Sadly, as with many relationships in our culture now, the patient-physician relationship has become more adversarial. Patients are bombarded with surveys after each office visit now to rate their experience. There are numerous venues, including social media, to voice their opinion. Many times, there are positive comments, but even one negative comment out of ten can draw the attention of administration. Our medical system is also highly litigated. I believe physicians should be held accountable for their demeanor with patients as well as mistakes or negligence. However, a system that increases patient-versus-doctor conflict is not good for either party. The cost of medicine increases for all when we focus on avoiding lawsuits or satisfying patients above the practice of ethical medicine.

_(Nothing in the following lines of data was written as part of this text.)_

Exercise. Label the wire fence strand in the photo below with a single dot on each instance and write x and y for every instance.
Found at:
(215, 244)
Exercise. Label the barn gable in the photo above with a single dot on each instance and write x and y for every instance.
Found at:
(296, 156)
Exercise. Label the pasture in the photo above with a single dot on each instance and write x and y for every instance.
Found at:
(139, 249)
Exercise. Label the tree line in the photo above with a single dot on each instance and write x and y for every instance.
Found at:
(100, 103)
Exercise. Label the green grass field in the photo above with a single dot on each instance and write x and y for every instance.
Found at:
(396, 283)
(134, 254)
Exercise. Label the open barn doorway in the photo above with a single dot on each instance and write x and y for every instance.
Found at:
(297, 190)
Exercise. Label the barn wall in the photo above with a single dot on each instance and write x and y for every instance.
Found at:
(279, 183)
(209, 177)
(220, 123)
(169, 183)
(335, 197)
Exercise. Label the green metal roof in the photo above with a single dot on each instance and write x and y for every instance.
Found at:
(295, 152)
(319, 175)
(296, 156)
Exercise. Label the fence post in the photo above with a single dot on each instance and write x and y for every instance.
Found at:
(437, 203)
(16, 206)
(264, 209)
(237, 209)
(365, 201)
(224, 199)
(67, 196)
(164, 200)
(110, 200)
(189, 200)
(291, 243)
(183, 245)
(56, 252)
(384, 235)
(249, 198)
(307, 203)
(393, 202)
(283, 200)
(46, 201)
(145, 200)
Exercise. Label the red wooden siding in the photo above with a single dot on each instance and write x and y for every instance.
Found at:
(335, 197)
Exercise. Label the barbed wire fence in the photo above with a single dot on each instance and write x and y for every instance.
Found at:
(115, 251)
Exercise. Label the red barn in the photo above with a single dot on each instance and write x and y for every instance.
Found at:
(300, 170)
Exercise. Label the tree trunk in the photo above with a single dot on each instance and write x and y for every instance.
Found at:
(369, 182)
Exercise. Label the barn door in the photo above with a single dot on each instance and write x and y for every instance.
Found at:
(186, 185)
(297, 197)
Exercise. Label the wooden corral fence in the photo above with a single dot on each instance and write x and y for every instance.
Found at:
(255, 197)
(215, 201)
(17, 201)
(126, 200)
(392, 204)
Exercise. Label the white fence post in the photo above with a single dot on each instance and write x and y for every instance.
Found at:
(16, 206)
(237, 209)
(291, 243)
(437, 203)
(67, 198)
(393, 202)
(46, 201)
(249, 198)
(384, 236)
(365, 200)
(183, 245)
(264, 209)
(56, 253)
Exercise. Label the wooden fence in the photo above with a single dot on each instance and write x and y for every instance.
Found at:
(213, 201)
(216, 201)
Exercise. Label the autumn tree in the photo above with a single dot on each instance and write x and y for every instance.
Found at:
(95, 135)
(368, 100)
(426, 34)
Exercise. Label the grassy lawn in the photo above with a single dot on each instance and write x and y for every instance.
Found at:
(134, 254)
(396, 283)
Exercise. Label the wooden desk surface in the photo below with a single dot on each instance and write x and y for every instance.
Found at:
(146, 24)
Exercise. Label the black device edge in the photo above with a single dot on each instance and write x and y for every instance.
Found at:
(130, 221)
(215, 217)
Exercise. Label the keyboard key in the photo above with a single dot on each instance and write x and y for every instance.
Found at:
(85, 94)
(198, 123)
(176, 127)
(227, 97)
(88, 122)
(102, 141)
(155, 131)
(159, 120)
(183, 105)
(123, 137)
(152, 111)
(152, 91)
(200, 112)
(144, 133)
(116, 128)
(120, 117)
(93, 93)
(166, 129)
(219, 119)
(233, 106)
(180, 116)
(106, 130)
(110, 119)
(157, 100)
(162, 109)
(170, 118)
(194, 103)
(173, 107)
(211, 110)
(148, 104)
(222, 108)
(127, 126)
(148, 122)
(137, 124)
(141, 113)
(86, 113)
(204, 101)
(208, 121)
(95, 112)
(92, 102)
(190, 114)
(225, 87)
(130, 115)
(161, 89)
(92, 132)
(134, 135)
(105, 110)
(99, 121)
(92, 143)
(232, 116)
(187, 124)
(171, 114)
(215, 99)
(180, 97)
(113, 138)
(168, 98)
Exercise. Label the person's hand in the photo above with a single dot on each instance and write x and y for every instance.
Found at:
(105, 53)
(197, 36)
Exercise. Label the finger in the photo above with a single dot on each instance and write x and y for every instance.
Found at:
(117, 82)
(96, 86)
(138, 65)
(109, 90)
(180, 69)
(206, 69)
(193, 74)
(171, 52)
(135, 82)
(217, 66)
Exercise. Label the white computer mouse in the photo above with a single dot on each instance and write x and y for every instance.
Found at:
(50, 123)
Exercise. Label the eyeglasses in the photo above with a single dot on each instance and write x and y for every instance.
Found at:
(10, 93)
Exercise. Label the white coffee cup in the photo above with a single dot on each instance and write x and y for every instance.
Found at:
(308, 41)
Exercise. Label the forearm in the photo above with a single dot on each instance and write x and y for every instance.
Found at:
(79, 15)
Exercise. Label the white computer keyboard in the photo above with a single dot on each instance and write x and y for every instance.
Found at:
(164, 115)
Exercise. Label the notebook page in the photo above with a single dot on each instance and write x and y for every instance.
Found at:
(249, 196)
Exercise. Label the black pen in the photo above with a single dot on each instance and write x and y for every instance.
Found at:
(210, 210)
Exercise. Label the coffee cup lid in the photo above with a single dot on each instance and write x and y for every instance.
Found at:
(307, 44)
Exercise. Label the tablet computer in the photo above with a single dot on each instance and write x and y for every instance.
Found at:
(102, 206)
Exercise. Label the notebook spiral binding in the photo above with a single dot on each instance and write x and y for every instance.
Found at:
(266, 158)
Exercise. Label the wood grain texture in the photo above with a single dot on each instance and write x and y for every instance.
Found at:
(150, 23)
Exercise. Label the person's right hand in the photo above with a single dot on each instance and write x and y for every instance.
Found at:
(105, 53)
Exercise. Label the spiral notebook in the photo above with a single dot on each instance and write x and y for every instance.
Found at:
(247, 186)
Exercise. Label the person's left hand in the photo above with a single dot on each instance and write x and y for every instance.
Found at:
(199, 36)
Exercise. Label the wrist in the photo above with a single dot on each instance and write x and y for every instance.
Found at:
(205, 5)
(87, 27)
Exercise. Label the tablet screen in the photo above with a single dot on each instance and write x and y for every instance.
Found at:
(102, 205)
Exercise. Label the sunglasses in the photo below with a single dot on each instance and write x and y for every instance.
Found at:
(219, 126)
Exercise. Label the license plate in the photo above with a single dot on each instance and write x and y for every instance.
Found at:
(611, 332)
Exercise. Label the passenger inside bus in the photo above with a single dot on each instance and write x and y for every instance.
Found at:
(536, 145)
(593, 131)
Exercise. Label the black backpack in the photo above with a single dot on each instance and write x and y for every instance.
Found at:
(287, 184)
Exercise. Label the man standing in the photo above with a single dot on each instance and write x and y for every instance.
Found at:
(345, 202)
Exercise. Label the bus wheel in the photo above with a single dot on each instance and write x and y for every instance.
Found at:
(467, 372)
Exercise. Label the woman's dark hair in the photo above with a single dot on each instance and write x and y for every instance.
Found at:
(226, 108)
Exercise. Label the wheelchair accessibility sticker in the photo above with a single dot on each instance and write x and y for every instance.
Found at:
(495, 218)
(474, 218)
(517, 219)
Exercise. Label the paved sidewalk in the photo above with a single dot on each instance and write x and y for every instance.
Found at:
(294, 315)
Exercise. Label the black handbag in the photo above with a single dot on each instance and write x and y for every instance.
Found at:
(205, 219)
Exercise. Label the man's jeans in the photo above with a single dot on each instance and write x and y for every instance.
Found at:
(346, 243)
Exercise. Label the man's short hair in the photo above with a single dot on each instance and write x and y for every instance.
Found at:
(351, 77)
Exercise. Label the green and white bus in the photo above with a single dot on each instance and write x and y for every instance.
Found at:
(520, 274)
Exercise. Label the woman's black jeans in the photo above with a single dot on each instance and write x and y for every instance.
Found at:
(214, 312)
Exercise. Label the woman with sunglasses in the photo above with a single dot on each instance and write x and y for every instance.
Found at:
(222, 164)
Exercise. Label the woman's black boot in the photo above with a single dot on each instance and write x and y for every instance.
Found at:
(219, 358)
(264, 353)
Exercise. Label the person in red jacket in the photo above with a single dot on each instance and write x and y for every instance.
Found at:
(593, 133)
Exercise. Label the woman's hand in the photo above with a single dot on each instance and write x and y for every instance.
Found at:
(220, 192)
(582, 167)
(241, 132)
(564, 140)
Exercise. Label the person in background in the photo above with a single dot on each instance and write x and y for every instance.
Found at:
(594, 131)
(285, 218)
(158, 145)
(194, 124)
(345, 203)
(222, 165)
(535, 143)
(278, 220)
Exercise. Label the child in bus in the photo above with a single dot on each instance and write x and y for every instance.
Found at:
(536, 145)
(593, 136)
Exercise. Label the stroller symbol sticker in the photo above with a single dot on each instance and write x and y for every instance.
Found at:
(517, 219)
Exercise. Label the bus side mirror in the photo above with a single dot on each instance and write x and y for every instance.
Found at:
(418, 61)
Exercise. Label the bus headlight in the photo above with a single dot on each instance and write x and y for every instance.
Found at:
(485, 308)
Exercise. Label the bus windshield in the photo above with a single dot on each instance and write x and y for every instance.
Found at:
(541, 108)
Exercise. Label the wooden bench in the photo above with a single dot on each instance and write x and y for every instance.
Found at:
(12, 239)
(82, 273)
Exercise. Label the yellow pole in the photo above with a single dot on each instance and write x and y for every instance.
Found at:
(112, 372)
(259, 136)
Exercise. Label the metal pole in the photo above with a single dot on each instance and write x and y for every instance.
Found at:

Patients also have less control over their health care. Employer-based insurance plans provide little to no choice in coverage options. And if employment changes, then so does the choice of care. Physician turnover and shortages in some areas is significant which limits access and continuity of care. Government health care plans have limited coverage, and due to low reimbursement, many facilities do not accept these plans. Yet, costs to patients keep increasing while reimbursement to physicians is decreasing.

So where is the money going?

Physicians and patients have become commodities in a system controlled by others. We have been pitted against each other in many cases, while health care brokers position themselves to gain profit and control of the system.

In the end, patients and physicians are key stakeholders in the health care system. Although we face challenges as patients and physicians, I am convinced we still have an outstanding health care system. I believe we can make this even better with collaboration.

Physicians, let us work together, not for selfish gain but for the betterment of patient care. Let us work to eliminate the distractions imposed by others that have harmed the patient-physician relationship. Let us use technology, compassion, and knowledge to the benefit of those we care for.

Patients, help make your voice known, not only about your patient experience, but your desire to have more choice in your health care and a system focused on you and your doctor. Medical decisions should be made with you in the exam room and not the boardroom, the operating theater and not the political theater. The government, insurance companies, and health care administrators will continue to play a large role in health care moving forward, and we can work with them to improve the system. It is up to us though to make a healthy patient-physician relationship the priority.

Ryan Enke is a physical medicine and rehabilitation physician.